Headwinds at a glance: Georgakopoulos said that JPMorgan has two criteria for making fintech purchases: the quality of the company’s technology and its engineering talent.
Soaring price tags: Georgakopoulos said that finding fintechs that meet both criteria is “difficult,” and cited rising valuations as a factor. High valuations bring risk that JPMorgan will overpay for a fintech relative to its revenue, the executive explained.
Tight talent market: Georgakopoulos discussed how JPMorgan is facing a tough market for hiring tech talent in parts of the US. The executive added that a solution is to recruit in more markets—across Europe, Salt Lake City, and Buenos Aires are examples he cited.
Even with the tight market, Georgakopoulos said that JPMorgan has still been successful in hiring away workers from prominent Silicon Valley tech companies.
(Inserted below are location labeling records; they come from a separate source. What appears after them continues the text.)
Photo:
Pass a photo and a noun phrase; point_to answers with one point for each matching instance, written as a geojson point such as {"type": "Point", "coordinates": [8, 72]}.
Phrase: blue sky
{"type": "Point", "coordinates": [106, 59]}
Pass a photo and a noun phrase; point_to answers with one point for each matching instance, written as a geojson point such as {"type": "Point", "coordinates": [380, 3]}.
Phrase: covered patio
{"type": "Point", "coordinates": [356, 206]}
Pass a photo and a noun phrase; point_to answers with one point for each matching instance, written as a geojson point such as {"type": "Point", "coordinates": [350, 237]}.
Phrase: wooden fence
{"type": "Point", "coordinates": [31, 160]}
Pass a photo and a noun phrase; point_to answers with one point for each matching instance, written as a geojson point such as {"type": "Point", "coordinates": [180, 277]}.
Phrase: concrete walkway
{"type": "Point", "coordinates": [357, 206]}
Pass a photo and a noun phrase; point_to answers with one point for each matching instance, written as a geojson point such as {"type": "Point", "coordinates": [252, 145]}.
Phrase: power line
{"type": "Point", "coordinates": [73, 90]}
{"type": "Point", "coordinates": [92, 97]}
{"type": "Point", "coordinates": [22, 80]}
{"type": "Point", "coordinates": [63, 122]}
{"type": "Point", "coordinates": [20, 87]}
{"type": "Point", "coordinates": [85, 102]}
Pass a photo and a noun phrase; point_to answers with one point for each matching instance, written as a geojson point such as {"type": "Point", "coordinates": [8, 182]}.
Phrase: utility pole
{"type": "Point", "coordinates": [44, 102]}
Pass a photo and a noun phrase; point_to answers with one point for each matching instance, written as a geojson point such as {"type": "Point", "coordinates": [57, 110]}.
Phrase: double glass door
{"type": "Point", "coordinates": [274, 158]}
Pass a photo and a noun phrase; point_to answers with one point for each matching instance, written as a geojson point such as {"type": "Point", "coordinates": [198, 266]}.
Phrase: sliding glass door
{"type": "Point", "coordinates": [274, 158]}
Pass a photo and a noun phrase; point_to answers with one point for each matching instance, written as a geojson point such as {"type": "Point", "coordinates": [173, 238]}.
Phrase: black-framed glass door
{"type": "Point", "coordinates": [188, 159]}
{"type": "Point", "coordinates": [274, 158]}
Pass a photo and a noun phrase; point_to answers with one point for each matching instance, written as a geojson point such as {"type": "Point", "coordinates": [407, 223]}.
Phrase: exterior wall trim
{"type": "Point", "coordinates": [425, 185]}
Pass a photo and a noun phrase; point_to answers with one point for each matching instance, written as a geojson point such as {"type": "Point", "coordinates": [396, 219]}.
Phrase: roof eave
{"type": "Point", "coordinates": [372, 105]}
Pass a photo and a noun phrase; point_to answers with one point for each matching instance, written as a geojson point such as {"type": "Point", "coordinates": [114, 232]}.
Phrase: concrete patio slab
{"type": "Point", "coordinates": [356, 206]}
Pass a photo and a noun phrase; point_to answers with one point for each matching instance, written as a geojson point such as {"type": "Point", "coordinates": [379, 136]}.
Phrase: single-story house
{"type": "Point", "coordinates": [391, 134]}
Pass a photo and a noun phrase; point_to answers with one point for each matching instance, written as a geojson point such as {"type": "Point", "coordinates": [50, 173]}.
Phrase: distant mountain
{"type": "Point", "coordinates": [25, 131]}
He argued that JPMorgan offers a broader scale of work for talent to do, which he contends is a selling point for recruitment.
The big takeaway: JPMorgan’s deals and talent challenges are two sides of the same coin: Both present obstacles to maintaining its competitive status when it comes to keeping up with consumers’ expectation for their digital user experiences.
The bank faces challenges on its tech side from both its fellow big incumbents and neobanks. Its ability to make acquisitions and hire IT talent provides the building blocks for JPMorgan to quickly deploy new products and create new ones.
Executives at incumbents also view big tech as a group to watch, per our 2021 Banking Heads of Digital Report. They look to tech companies for inspiration and innovations to emulate, and they compete with them for talent.